I'm trying to construct a rigorous set theoretic formulation of the old formulation of functions in terms of variables. I began with the following old school definition of variable:
Definition XI: A variable over a set S is an unspecified individual element of a set. The set S is called the range of the variable, any specified element of the set S is called a value of the variable.
This leads to the following definition of function given by Arnold Dresden:
Definition XVI: When the two variables x and y are so related that to each value of the range of x there corresponds a value of y, we say that y is a function of x. Notation: y= f (x).
This is more or less the old Dirichet definition of function given in the slightly more precise language of variables.

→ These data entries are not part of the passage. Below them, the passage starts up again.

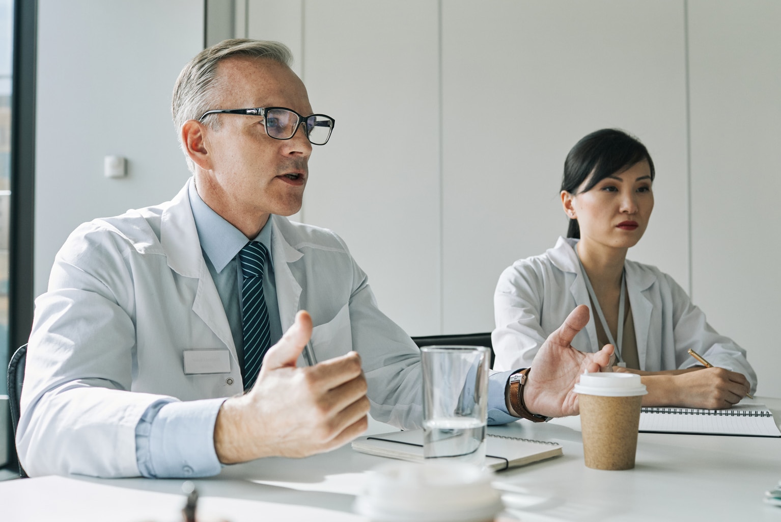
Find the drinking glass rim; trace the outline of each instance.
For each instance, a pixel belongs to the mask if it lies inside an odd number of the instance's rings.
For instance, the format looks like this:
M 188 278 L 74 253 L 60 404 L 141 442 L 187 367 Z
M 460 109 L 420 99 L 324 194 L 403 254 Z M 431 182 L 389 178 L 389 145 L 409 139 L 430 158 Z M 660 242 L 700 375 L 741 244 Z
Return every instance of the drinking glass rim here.
M 491 349 L 488 346 L 472 346 L 469 345 L 430 345 L 421 346 L 420 351 L 432 353 L 451 353 L 454 352 L 487 352 L 490 353 Z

Here's my proposed "rigorous" definition of variables:
Def: Let x be a symbol. Let S be a nonempty set where x can be assigned any member of S as it's value. Then we define the variable U with range S as follows: U = {x} X S = { (x,a) : $a \in S$} Note U is a relation in the set theoretic sense since every ordered pair has the same first member, namely x.
I'm assuming the Kuratowski definition of an ordered pair i.e. (x,a) = { {x}, {x,a}}
Now here's where I need someone to double check me. Let U be the variable whose range is the domain S of a function $f:S\rightarrow T$ and let V be the variable whose range is the functions's range. U = {x} X S = { (x,a) : $a \in S$} V = {y} X T = { (y,b) : $a \in T$}
I want to now define a function between variables x on the domain and the range y using these definitions of variables.
Here's my question: How do I calculate U X V?
Here's my computation, which I'm pretty sure is wrong:
U X V = ( {x} X S) X ({y} X T) = (x,y) X (S X T).
Something looks VERY wrong here. Please someone take another look.
{x}×S × {y}×T = { ((x,s), (y,t)) : s in S, t in T }